May 5, 2020
1. Town Finances
Supervisor Slater announced that the town is in good financial shape despite the fact there’s an $8.2 million gap, or 27.8% shortfall, in revenue received to date as a result of covid 19. While he stressed that it’s not a “doom and gloom” situation, he said that the town will have to rethink what services it delivers and how they’re delivered. The town has collected $18.7 million of the $20 million in county taxes; the town has to pay $12.6 of that amount in May with the balance due in November.
2. Mohegan Retaining Wall
(See Town Board 3-3-2020.) Considering the project an emergency, the board decided to proceed with the project estimated to cost about $1 million, despite the revenue shortfall. The town was not eligible for any grants for the project. Mr. Paganelli advised the board that the wall could last more than a year – or collapse the next day; there was no way of knowing. The contractor has already purchased the stone for the wall and the town has already spent about one third of the project’s cost. Work is expected to begin within the next two weeks.
In response to concerns from Mohegan residents about the need to reduce phosphorus entering the lake, the project will also include the installation of biofilters using an $18,000 credit from the contractor and the installation of catch basins that the town will supply and the contractor will install at no additional cost.
3. Outdoor sales for retail establishments
(See Town Board 4-28-2020.) The board authorized the supervisor to issue an emergency order that will streamline the special permit required for businesses in the town’s commercial districts to have outdoor sales. The permits will now be reviewed by the Building Department, with input from the Planning Department and permit fees will be waived. As with the emergency order relating to outdoor seating for restaurants, businesses can begin to apply for the permits now but they will not be effective until New York Pause restrictions are lifted.

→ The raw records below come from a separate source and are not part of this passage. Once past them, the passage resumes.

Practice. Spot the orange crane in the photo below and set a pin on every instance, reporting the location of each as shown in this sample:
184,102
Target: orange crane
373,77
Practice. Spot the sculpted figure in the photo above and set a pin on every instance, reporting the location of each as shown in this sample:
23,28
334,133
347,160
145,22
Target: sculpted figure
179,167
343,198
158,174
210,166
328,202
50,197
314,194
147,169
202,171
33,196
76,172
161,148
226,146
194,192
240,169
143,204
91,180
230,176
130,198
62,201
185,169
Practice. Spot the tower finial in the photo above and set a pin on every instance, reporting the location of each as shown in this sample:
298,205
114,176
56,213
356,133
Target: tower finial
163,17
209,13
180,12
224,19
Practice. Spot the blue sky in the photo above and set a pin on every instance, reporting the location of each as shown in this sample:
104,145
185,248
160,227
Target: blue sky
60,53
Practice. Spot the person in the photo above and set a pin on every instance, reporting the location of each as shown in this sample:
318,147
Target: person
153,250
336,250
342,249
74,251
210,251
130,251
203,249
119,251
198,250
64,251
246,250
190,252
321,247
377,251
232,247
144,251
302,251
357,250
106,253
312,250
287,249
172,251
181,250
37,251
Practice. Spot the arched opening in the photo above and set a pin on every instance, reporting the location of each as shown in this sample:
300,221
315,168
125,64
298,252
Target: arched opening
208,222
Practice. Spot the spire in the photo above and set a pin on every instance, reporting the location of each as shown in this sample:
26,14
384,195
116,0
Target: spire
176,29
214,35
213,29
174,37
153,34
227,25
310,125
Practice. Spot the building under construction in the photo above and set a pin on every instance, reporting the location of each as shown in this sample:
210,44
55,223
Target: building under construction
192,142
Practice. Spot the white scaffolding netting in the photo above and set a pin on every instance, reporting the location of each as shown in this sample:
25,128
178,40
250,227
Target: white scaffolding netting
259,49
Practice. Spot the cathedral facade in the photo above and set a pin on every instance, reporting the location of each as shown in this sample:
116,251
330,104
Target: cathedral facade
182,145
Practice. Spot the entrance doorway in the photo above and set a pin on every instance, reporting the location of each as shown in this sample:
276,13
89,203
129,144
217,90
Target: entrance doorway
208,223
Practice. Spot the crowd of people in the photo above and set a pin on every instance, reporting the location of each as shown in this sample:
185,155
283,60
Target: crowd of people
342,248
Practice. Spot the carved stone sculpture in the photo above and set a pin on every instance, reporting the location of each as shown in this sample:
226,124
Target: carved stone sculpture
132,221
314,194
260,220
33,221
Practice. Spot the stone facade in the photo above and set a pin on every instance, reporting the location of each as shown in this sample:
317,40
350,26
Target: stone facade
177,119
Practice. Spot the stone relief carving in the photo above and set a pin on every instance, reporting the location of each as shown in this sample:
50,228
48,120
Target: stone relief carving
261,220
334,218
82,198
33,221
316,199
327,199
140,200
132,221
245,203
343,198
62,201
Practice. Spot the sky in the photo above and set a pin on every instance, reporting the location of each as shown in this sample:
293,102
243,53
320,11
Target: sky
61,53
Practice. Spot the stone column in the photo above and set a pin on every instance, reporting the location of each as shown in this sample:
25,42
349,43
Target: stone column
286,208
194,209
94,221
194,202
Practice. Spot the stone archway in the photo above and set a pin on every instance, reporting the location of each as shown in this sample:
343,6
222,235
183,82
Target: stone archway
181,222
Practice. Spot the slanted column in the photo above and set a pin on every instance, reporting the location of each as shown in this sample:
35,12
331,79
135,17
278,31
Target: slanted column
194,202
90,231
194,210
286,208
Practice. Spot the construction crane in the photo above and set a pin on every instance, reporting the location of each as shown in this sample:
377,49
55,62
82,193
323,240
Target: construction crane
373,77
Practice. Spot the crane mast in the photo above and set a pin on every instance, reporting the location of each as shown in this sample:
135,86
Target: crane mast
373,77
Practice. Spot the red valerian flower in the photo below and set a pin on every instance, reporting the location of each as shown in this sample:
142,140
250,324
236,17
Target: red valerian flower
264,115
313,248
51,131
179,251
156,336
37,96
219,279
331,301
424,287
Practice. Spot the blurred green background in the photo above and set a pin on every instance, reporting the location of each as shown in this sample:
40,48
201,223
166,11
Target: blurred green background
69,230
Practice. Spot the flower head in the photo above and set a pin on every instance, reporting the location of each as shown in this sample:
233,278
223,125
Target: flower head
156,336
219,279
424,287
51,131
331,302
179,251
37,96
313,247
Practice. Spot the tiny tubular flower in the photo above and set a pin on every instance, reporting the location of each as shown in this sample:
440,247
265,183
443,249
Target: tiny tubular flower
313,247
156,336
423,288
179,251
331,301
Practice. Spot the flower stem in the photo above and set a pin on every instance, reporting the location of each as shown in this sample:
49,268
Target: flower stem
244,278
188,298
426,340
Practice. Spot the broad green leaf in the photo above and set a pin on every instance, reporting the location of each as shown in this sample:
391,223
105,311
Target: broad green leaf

The permits will expire at the end of the year. A local law will be drafted reflecting these changes.
Before authorizing the emergency order, the board discussed the appropriateness of retail establishments erecting temporary structures, like tents, in or around parking lots as opposed to just sidewalk tables. The decision as to what would be a safe outdoor display will be left up to the building inspector who has already had informal discussions with some restaurants about possible locations.
It was also noted that for restaurants, they will be allowed to serve alcohol at outdoor facilities without having to go to the state liquor authority or approval.
3. Featherbed subdivision/ sewer issue
Mr. Riina advised the board that the developer would install emergency generators for each lot and that the on site low pressure system might not need a one day back up tank if there was an emergency generator. In the meantime, the town is reviewing possible amendments to the town’s Sewer Code based on language from the North Castle code regulating low pressure systems. Under the current plan, the town would be responsible for maintaining the sewer line in the private road, beginning at each property line. In response to a question during Courtesy of the Floor about who would pay to repair the road in the event the town had to dig it up to facilitate a repair, Mr. Paganelli said that the town would get an easement for the road. The applicant will discuss the revised plan with the county DOH.